All programmes aim to offer university-level education oriented towards the professional world. They are open to students of all disciplines and nationalities who have completed a second cycle of higher education. The Master level programmes all award the professional title of "Policy officer in European and international organisations", recognised by the French state.

== The Master in Advanced European and International Studies (MAEIS) ==
The curriculum is divided into three sections. These diplomas are structured around four basic modules oriented towards International Relations, European Construction, Democracy and Society and/or Federalism, in addition to professional workshops and specialisation modules based on the branches of study.
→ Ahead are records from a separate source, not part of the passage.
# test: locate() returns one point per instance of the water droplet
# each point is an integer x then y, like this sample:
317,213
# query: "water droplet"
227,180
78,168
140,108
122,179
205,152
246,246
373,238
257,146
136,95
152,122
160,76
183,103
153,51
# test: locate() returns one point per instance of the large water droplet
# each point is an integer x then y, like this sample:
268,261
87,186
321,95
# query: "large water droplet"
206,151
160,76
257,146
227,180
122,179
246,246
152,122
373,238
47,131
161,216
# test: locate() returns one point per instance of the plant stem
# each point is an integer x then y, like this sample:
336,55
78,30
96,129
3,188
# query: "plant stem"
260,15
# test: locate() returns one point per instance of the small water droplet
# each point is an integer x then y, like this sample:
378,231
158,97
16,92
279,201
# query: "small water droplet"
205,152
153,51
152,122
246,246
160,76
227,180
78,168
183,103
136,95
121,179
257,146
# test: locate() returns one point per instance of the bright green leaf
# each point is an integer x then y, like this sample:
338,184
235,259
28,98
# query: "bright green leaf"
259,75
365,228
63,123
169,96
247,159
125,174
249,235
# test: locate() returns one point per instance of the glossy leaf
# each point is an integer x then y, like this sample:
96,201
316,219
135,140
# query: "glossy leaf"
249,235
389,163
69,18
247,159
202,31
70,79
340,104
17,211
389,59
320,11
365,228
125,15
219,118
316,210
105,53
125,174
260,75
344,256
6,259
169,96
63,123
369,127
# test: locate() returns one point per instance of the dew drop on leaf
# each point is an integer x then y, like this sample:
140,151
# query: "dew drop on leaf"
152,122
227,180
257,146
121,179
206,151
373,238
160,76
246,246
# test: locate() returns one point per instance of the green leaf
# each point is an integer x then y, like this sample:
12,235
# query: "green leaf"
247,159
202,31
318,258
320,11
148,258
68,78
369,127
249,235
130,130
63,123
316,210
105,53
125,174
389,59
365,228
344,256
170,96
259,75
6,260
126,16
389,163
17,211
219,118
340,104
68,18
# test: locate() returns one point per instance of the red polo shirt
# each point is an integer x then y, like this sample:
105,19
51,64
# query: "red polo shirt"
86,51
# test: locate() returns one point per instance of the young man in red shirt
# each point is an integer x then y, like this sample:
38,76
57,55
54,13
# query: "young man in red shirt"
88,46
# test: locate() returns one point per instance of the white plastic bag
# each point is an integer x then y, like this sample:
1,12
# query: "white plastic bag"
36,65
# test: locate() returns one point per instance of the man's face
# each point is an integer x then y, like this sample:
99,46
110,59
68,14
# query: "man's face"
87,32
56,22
They are all itinerant: taught in different places over one academic year.

=== The Trilingual Studies Branch ===
The trilingual branch of the MAEIS comprises terms in Nice and Berlin and Canterbury –at the University of Kent– which cooperates with the ' CIFE IE·EI', and a study trip to European and international organisations in Brussels, Luxembourg and Strasbourg. It is the only Master’s program in European and International Studies taught in three languages (French, English, and German).

=== The European integration and Global Studies Branch ===
This anglophone branch of the MAEIS contains study visits in Berlin, Nice, Rome or Istanbul. Further this branch contains a study trip to European and international organisations in Brussels, Strasbourg and Luxembourg.

=== The Mediterranean Studies Branch ===
This bilingual programme is taught in English and French with terms in Nice, Tunis, Istanbul and a study trip in Rome. It aims to provide academic training by developing contemporary issues and debates focusing on Euro-Mediterranean relations.

== Summer Academies ==
The CIFE arranges Summer University programmes taught in English and/or French in various European countries. These are typically of short duration and organized during the summer months. In collaboration with the teaching staff of the IE-EI and local partner universities, the training courses enable researchers or young professionals to deepen their knowledge in the fields of European integration, international relations and the latest topical issues.